Fifth, even when we ignored the diagnoses and simply examined the relation between patients’ SWAP-200 mental health scores and Global Assessment of Functioning Scale ratings, we found a substantial relationship (r=0.48). A similar finding emerged in a pilot study (37) in which patients were described by both their therapists and independent interviewers through use of the SWAP-200. In that study, clinicians were not asked to choose a patient with any particular diagnosis, and the interviewers were blind with respect to which (if any) axis II diagnosis or diagnoses the therapist believed the patient to have. Nevertheless, the SWAP-200 descriptions by the treating clinician and the independent interviewers correlated on average r>0.50.

Another potential criticism focuses on the content of the SWAP-200. Many experts have contributed to axis II, whereas one could argue that the SWAP-200 was devised by a task force of two. Can we show that we have included all the necessary items and have not included items that are unnecessary? No. Nor can the developers of any other measure. What we can say is the following. First, we used methods for scale construction devised and refined by personality psychologists and psychometricians over the past 50 years, e.g., making successive approximations, trying them out, adding new items where gaps existed, eliminating redundant items based on correlation matrices, eliminating items with minimal variance, and so on. Second, we included items from a broad range of sources, including, but not limited to, DSM-III-R and DSM-IV. The item set is far more inclusive than the items that make up the diagnostic criteria for axis II because it includes some version of all of the axis II criteria plus roughly 130 additional items.
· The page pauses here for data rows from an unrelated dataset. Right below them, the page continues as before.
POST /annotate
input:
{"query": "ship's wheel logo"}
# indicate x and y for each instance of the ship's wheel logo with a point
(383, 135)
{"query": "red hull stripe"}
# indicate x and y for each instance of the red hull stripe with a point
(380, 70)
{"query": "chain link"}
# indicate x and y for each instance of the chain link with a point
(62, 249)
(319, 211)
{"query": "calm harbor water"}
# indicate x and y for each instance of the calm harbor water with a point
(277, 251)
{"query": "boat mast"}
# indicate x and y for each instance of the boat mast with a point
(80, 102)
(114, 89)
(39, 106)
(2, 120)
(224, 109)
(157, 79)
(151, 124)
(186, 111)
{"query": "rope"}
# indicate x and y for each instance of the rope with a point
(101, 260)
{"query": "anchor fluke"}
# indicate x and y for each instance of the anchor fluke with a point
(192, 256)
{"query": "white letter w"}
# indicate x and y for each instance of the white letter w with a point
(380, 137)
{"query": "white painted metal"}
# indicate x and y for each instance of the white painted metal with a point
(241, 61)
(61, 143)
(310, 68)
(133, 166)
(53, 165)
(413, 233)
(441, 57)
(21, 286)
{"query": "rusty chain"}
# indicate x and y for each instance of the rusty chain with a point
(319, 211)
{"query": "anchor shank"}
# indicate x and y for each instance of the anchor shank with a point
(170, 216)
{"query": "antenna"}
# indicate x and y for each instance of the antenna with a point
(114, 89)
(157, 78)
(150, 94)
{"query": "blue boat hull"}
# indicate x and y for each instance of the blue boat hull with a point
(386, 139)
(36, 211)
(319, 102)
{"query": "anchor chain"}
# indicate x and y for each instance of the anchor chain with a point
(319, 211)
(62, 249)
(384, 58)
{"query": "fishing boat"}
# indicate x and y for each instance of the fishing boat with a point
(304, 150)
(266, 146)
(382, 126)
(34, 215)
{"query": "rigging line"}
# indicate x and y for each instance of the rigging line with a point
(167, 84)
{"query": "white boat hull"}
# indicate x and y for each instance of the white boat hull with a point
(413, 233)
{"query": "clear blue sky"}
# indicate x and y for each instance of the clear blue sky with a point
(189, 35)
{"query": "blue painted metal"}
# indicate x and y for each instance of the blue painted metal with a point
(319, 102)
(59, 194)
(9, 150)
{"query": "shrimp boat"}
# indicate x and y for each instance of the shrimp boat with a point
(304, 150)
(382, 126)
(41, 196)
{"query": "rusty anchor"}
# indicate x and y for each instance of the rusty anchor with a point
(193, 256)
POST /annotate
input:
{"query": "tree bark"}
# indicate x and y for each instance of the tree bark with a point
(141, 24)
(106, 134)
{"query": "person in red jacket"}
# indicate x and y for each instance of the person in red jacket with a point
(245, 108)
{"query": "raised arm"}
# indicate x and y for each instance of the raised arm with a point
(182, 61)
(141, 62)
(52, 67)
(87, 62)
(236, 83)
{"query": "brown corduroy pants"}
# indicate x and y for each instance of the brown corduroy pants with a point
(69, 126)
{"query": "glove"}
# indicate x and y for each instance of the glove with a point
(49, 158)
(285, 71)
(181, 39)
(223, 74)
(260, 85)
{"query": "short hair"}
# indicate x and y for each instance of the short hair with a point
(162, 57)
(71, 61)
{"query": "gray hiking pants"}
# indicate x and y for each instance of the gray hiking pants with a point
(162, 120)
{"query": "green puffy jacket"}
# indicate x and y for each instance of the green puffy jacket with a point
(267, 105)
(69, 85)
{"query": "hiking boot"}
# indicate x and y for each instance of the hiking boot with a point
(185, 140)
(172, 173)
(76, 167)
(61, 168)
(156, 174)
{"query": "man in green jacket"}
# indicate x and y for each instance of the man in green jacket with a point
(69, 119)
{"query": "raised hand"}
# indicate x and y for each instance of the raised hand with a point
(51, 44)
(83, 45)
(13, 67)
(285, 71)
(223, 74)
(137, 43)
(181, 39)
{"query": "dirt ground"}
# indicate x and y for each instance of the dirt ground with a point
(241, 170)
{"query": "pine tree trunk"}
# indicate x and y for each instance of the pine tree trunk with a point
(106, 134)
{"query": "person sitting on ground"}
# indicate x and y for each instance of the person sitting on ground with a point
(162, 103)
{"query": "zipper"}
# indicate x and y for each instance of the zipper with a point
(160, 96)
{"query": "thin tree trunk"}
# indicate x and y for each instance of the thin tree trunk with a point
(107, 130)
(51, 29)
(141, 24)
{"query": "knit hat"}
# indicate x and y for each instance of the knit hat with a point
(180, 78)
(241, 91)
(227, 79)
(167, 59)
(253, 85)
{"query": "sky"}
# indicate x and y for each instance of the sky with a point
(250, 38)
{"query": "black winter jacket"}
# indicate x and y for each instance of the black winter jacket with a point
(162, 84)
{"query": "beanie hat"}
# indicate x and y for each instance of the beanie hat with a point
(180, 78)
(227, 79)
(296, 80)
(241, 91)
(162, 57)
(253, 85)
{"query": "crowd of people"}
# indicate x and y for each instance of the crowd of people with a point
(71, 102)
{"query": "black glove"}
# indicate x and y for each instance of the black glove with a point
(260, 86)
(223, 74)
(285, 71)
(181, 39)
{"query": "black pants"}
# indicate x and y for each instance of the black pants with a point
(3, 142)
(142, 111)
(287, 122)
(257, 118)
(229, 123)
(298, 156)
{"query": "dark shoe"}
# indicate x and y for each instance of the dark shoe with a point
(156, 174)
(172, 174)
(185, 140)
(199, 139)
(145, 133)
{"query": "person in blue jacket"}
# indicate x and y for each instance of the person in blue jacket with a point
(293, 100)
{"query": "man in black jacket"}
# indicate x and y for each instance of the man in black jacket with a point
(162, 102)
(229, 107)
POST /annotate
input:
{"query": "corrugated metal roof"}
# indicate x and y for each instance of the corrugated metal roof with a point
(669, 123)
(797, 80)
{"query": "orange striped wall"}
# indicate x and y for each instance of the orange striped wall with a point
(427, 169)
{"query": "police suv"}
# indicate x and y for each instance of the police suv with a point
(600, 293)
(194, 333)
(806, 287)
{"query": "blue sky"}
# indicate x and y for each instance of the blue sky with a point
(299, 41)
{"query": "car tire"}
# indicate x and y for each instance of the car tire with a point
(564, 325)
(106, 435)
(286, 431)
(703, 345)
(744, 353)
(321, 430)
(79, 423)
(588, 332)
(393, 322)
Third, over 950 clinician-consultants have used the instrument at this point and provided feedback about its comprehensiveness (e.g., we asked the clinicians if there was anything important they wished to express about a patient that was not covered in the SWAP item set).
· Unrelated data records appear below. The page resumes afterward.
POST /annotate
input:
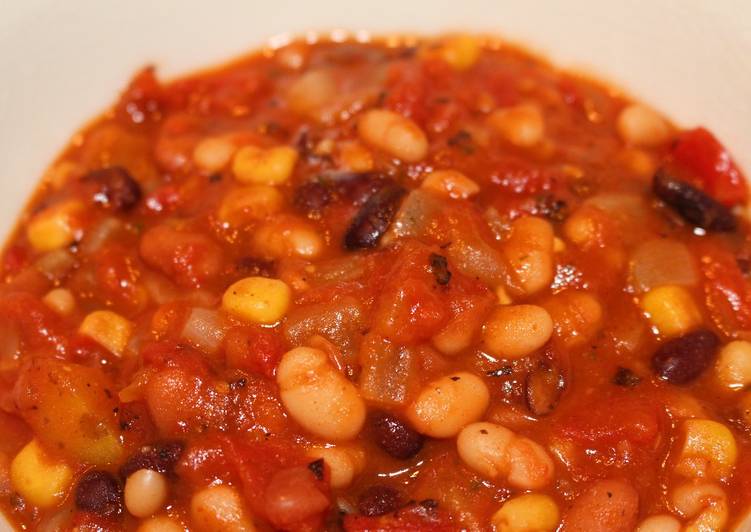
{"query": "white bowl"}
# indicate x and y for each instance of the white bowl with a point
(61, 63)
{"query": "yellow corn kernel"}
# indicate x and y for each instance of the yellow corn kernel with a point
(671, 309)
(527, 513)
(355, 156)
(461, 51)
(40, 479)
(60, 300)
(709, 450)
(55, 227)
(257, 299)
(108, 329)
(733, 367)
(248, 204)
(451, 183)
(271, 166)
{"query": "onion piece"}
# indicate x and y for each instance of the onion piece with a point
(205, 330)
(662, 261)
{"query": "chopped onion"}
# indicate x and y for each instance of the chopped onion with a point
(339, 321)
(468, 251)
(389, 372)
(204, 329)
(662, 261)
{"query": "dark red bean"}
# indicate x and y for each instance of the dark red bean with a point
(99, 492)
(379, 500)
(693, 205)
(395, 437)
(440, 268)
(683, 359)
(161, 457)
(543, 386)
(374, 218)
(357, 188)
(311, 198)
(114, 188)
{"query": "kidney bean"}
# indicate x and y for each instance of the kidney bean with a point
(374, 218)
(160, 457)
(692, 204)
(99, 492)
(395, 437)
(310, 198)
(115, 188)
(543, 388)
(379, 500)
(683, 359)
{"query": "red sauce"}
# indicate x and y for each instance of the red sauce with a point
(501, 278)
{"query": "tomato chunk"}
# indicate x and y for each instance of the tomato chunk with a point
(612, 419)
(727, 292)
(699, 152)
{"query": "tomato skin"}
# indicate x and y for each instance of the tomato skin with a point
(264, 464)
(699, 152)
(412, 306)
(254, 349)
(727, 292)
(610, 420)
(118, 276)
(36, 322)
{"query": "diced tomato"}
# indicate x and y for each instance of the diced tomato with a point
(190, 258)
(520, 177)
(254, 349)
(412, 306)
(37, 324)
(259, 465)
(609, 420)
(118, 275)
(727, 292)
(699, 152)
(415, 517)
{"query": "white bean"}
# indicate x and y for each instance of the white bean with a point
(529, 254)
(734, 365)
(318, 396)
(394, 134)
(145, 492)
(219, 509)
(641, 126)
(443, 407)
(522, 125)
(702, 501)
(516, 330)
(498, 453)
(345, 462)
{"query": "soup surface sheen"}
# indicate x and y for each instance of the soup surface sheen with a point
(396, 285)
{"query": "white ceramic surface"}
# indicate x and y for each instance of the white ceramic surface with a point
(62, 62)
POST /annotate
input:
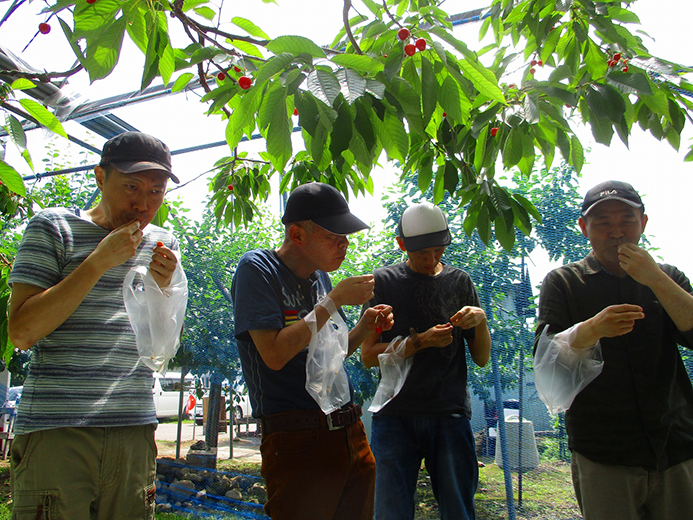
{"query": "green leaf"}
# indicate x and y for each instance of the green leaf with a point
(577, 154)
(247, 48)
(103, 50)
(295, 45)
(505, 233)
(353, 85)
(43, 116)
(12, 179)
(483, 79)
(439, 185)
(22, 84)
(512, 149)
(358, 62)
(15, 130)
(205, 12)
(630, 83)
(324, 86)
(273, 66)
(429, 90)
(249, 27)
(182, 81)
Fourth, we asked clinicians in the present study to rate how well the SWAP-200 item set allowed them to describe their patients’ personalities through use of a 4-point rating scale (1=I was able to express most of the things I consider important about this patient, 2=I was able to express some of the things I consider important about this patient, 3=I was able to express relatively few of the things I consider important about this patient, 4=I was not able to express the things I consider important about this patient). Most clinicians found the SWAP-200 to be quite comprehensive (as one would hope, since by that time we had already had feedback from almost 200 clinicians on prior versions of the item set): 72.7% gave the SWAP-200 a rating of 1, and 26.7% gave it a rating of 2. Only 0.6% gave it a rating of 3, and none gave it a rating of 4. We do not have comparable ratings for the current DSM criteria but we plan to collect those data shortly; we doubt they will fare as well despite their far greater familiarity.

Finally, in assessing the utility of a new method, the question one must ask is how it compares to existing methods, not how it compares to a perfect, nonexistent method. Given that we designed this measure to avoid the pitfalls of current instruments, and given that the data for convergent and discriminant validity are strong, we believe it represents a potential advance. As both Livesley (1, pp. v–x) and Tyrer (50) have argued, one of the greatest hindrances to further advances in the field of personality disorders is that research attempting to refine axis II has focused almost exclusively on the taxonomy established by convention in the DSMs, without addressing some of the fundamental conceptual and psychometric problems built into it or attempting to explore alternative methods of classification.

A nosology of personality pathology should provide a language for describing personality that is clinically useful and experience-near. Axis II has come a long way in that direction, but we believe alternative methods may allow us to move at least a small step closer toward a clinically useful, empirically sound method for describing personality and personality disorders.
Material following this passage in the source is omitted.